Happy reading, guys!❤

••
Jika waktu bisa diulang, aku ingin tetap bersamamu. Jika takdir bisa dicegah, maka aku akan terus mencintamu.

Tapi nyatanya kini takdir telah memperdayakanku. Mengendalikan kebencianku untuk meledak disaat ingatanku pergi meninggalkanku.

Bahkan, aku sama sekali tidak ingin melupakanmu. Kau cintaku. Mana mungkin aku membencimu?

Tidak. Andai kau mengerti bahwa itu bukanlah diriku yang sebenarnya. Yang sebenarnya, aku hanyalah pria biasa yang mencintaimu dengan tulus.

Ya, aku harap kau masih mengingat itu.

••

Takdir telah memperdayakan cintaku.
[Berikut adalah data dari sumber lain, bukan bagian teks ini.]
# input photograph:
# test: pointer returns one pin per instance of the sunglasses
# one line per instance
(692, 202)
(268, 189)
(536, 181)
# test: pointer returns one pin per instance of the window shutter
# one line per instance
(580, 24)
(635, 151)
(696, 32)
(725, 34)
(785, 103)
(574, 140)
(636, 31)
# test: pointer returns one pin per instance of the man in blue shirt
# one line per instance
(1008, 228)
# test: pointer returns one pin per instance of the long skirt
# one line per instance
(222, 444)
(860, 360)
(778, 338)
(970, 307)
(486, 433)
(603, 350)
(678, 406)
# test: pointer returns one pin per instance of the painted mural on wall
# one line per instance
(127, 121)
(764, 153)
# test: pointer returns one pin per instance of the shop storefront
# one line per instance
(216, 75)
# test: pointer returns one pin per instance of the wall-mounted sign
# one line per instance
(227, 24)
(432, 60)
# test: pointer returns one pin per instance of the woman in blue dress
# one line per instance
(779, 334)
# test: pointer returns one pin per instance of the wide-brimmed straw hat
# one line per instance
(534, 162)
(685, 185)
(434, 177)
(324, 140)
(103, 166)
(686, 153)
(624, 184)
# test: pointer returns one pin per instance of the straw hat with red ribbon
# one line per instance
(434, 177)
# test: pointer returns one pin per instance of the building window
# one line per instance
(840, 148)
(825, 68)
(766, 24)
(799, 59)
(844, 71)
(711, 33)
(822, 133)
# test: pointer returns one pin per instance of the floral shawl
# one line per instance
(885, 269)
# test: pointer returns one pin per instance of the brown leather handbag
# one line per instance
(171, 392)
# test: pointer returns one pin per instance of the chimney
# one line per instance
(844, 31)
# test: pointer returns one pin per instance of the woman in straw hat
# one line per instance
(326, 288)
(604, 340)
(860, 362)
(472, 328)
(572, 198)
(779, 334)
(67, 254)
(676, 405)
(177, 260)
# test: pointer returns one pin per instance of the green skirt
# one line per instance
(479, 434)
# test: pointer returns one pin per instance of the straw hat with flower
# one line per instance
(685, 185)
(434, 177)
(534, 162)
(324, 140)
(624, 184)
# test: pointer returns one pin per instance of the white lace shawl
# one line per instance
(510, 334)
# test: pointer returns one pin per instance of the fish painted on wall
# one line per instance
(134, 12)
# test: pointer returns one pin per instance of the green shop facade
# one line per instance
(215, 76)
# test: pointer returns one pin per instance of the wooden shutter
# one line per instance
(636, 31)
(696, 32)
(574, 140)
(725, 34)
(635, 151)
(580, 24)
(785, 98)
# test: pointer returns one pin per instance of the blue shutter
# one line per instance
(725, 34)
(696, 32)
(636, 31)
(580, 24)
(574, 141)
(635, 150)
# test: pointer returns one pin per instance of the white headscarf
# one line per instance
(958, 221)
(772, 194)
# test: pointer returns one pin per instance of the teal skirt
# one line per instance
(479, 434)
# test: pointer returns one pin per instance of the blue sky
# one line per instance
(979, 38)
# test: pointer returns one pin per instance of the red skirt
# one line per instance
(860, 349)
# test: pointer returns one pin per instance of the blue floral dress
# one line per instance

Aku bertahan saat cintaku melupakanku. Aku berusaha tegar saat menerima setiap hinaan itu. Aku memilih diam saat pengorbananku tidak dihargai.

Untuk apa? Hanya untuk cinta. Untuk siapa? Hanya untukmu. Aku tetap mencintaimu bahkan disaat kau berubah membenciku.

Kenapa? Karena aku percaya, bahwa pria yang membenciku bukanlah dirimu yang sesungguhnya. Aku yakin kau akan kembali padaku dan akan terus mencintaiku. Kau cintaku, dan aku akan terus memperjuangkanmu.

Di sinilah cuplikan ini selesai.